Warning Issued by Pocket Universe Regarding NFT Theft Vulnerability

03/15/2023 22:21 • AI Insights • 107 views

It is reported that the Web3 security company Pocket Universe issued a warning on social media that hackers may steal NFT by using the Blur signature vulnerability. This scam will use the forged signature request to exhaust the NFT of users’ wallets. Its operation mode is to induce the victim to sign a transaction of “selling NFT in bulk at 0 ETH price”. However, there is always a message in the Blur batch list that is unreadable, As a result, users do not know what they are signing and the message cannot be translated, which will make it easier for hackers to gain access and make it more difficult to identify malicious requests from hackers. Pocket Universe said that it has provided a security solution, that is, to mark transactions that are not from the official Blur website. However, in the first cases, hackers have been found to have stolen 5 ETHs in a signed transaction.

Security companies: hackers or use Blur signature vulnerabilities to steal NFT

Analysis based on this information:

Pocket Universe, a popular Web3 security company, recently issued a warning about a potential scam that could lead to the theft of Non-fungible tokens (NFTs). The scam involves a vulnerability in the Blur signature, which the hackers could exploit to exhaust NFTs from users’ wallets. The thieves’ modus operandi is to trick the victims into signing a bulk NFT sale transaction at a price of 0 ETH. However, there is an unreadable message in the Blur batch list, making it challenging for users to identify the request’s nature.

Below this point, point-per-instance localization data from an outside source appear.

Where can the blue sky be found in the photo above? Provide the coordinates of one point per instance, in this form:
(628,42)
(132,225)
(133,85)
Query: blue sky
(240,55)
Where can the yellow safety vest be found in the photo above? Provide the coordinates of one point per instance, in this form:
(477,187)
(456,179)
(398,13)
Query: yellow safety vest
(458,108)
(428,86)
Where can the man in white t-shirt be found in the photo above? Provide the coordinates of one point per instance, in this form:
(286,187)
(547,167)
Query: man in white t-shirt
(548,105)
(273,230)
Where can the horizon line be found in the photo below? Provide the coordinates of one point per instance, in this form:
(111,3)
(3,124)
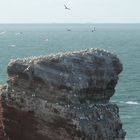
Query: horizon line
(72,23)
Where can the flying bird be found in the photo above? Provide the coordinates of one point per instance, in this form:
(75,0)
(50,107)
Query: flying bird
(66,7)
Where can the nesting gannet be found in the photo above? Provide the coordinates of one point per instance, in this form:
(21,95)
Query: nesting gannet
(66,7)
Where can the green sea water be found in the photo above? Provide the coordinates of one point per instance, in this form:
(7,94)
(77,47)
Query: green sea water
(25,40)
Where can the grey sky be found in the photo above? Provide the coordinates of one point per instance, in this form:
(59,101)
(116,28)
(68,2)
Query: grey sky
(82,11)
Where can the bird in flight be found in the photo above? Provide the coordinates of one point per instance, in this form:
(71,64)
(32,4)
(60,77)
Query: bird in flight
(66,7)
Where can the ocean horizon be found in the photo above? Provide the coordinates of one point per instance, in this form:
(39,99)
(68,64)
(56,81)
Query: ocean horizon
(26,40)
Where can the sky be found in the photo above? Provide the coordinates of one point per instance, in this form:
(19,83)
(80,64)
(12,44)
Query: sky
(82,11)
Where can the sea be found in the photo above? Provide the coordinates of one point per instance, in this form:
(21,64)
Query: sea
(26,40)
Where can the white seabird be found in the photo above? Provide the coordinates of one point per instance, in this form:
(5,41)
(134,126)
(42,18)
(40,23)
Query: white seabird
(66,7)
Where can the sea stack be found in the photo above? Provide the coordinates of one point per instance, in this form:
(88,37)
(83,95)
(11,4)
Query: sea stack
(61,97)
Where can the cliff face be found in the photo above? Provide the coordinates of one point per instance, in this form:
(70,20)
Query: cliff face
(62,97)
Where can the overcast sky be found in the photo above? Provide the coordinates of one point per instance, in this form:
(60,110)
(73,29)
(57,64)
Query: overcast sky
(82,11)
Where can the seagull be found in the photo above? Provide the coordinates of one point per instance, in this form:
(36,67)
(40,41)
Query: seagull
(66,7)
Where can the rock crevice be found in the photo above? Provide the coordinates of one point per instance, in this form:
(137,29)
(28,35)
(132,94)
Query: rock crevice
(62,97)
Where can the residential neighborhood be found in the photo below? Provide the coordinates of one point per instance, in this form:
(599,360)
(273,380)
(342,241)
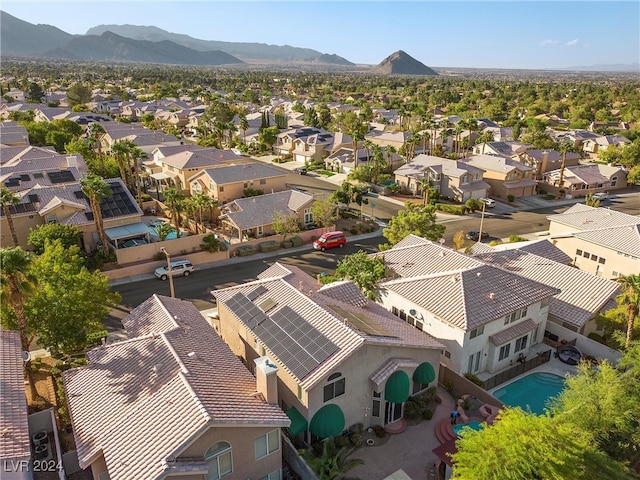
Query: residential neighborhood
(477,250)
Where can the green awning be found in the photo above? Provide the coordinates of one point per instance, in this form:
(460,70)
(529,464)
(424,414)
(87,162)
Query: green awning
(328,421)
(298,422)
(397,388)
(425,373)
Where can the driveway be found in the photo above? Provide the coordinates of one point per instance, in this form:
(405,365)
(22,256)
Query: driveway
(410,450)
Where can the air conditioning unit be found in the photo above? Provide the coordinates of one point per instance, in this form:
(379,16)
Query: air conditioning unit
(40,438)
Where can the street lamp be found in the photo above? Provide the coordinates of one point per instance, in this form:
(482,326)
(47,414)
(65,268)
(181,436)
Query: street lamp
(173,292)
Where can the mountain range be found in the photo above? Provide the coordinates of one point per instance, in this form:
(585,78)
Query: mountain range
(148,44)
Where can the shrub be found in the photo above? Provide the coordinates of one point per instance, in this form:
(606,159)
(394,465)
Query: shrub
(473,378)
(269,246)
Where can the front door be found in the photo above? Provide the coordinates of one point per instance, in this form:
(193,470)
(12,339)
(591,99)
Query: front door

This scam’s successful execution is highly reliant on inducing the victims into signing a scam transaction, without the ability to read the activities’ contents or intent. Due to the difficulty in interpreting the message, hackers could activate malicious requests undetected, which would otherwise be flagged and blocked.

Pocket Universe proposes a solution to mitigate the risks posed by the scam, namely marking non-official transactions originating from the Blur website. This way, users would be able to differentiate between legitimate and fake transactions and protect their NFTs.

Despite the security mechanisms deployed by Pocket Universe, the scam succeeded in causing a loss of 5 ETH in signed transactions. The victims are yet to recover their stolen assets, highlighting the potential damage that these scams could inflict on the Web3 ecosystem’s users.

In conclusion, this scam exposes the vulnerabilities in the Web3 ecosystem by relying heavily on human error, specifically induced by unreadable message contents. It highlights the need for better security mechanisms to protect the ecosystem’s users, such as advanced encryption or more user-friendly interfaces. Ultimately, it is necessary to note that, while the technology evolves to protect the users, there always will be malicious actors looking to exploit vulnerabilities for personal gain. The question is whether the ecosystem can adapt fast enough to outpace the malicious actors’ innovations.

This article and pictures are from the Internet and do not represent aiwaka's position. If you infringe, please contact us to delete:https://www.aiwaka.com/2023/03/15/warning-issued-by-pocket-universe-regarding-nft-theft-vulnerability/

It is strongly recommended that you study, review, analyze and verify the content independently, use the relevant data and content carefully, and bear all risks arising therefrom.